Broncos, Titans launch Indigenous programs

As three of the game’s most influential Indigenous players put their handprints to the new Indigenous All Stars jersey, the Titans and the Broncos each joined the Federal Minister for Indigenous Employment and Economic Development, Senator Mark Arbib, today to launch education and employment programs that will deliver ongoing benefits of the All Stars to young, Indigenous students.

Titans Beyond Tomorrow and the Brisbane Broncos Employment and Mentoring Program highlight the ongoing legacy of the All Stars concept, which in 2010 saw $1.5 million raised for community programs with a particular focus on Indigenous issues.

At the unveiling of the 2011 Indigenous All Stars jersey today, Senator Arbib joined ARL Indigenous Council Chairman, William ‘Smiley’ Johnstone, and Indigenous All Stars jersey designer, Sid Domic, along with past and present Indigenous players Lionel Morgan, Preston Campbell and Scott Prince as details of the Titans Beyond Tomorrow program were also announced.

For the second year, the 2011 Indigenous All Stars jersey will again carry the Federal government’s Learn Earn Legend! message that encourages young Aboriginal and Torres Strait Islanders to stay in school and further their training to allow them to achieve their career goals.

The success of the Learn Earn Legend! partnership continues to echo through the game and is evident through the development of such programs as those from the Titans and the Broncos.

“The best thing that kids can do is get a good education.
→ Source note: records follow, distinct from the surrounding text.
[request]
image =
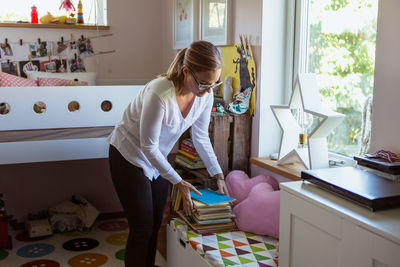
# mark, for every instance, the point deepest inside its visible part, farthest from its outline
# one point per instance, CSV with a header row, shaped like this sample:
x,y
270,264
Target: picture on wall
x,y
85,48
25,66
6,50
9,67
214,21
60,49
39,50
61,65
183,23
76,65
48,66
We know that the better your education - whether it be finishing Year 12, completing a TAFE qualification, getting an apprenticeship or going on to university - the more likely you are to get a good job,” Senator Arbib said.

From Auckland, NRL Chief Executive, David Gallop said today: “The Federal Government’s support of the All Stars along with the $1.5million in funding generated by the inaugural All Stars match has led to the development of some inspiring community programs across the NRL Clubs.

“The Harvey Norman Rugby League All Stars is a game that has certainly captured the hearts of Rugby League fans and we hope to continue the positive difference it makes among the community for many years to come.”

The Titans Beyond Tomorrow program was developed in partnership with the Department of Education, Employment and Workplace Relations, Education Queensland and the Queensland State Government, along with funding that was generated by the 2010 Harvey Norman Rugby League All Stars.

The program will target 150 Indigenous youth from South East Queensland and aims to grow the employment prospects of high school students through further education and training opportunities.

It will involve Titans players taking on a mentoring role with high school students from the final months of their schooling through until six months into their chosen career path or training.

The initial group of players that have already committed to the program and will soon commence mentoring training, includes Preston Campbell, Scott Prince, Mat Rogers, Clinton Toopi, Shannon Walker and Will Zillman, with all Titans players taking on a more active role as the course continues.

“The Titans Beyond Tomorrow program is something I’m very passionate about,” Learn Earn Legend! ambassador, Scott Prince, said today.

“I know there are many temptations for teenagers to lose focus on what they want to achieve in life and I don’t know where I would be if it wasn’t for Rugby League.

“Titans Beyond Tomorrow aims to help participants unlock their passions so they can move beyond school into careers that are meaningful to them.”

Senator Arbib also travelled to the Broncos today for the launch of the Broncos Employment and Mentoring Program – an initiative that has been developed with support from the Federal Government’s Department of Education, Employment and Workplace Relations.

The Broncos Employment and Mentoring Program will target around 60 young Indigenous Australians living in the Ipswich area and who are in their final year of school, with the aim of improving their retention and achievement levels.

The two-year program will include role models buddying with students to assist with motivation, self esteem and goal setting during Year 12.

Previous players, including Mick DeVere and Michael Hancock and current Indigenous Broncos players will act as role models, speaking to the students about their personal experiences and supporting participants in the transition from school to either further education, employment or training.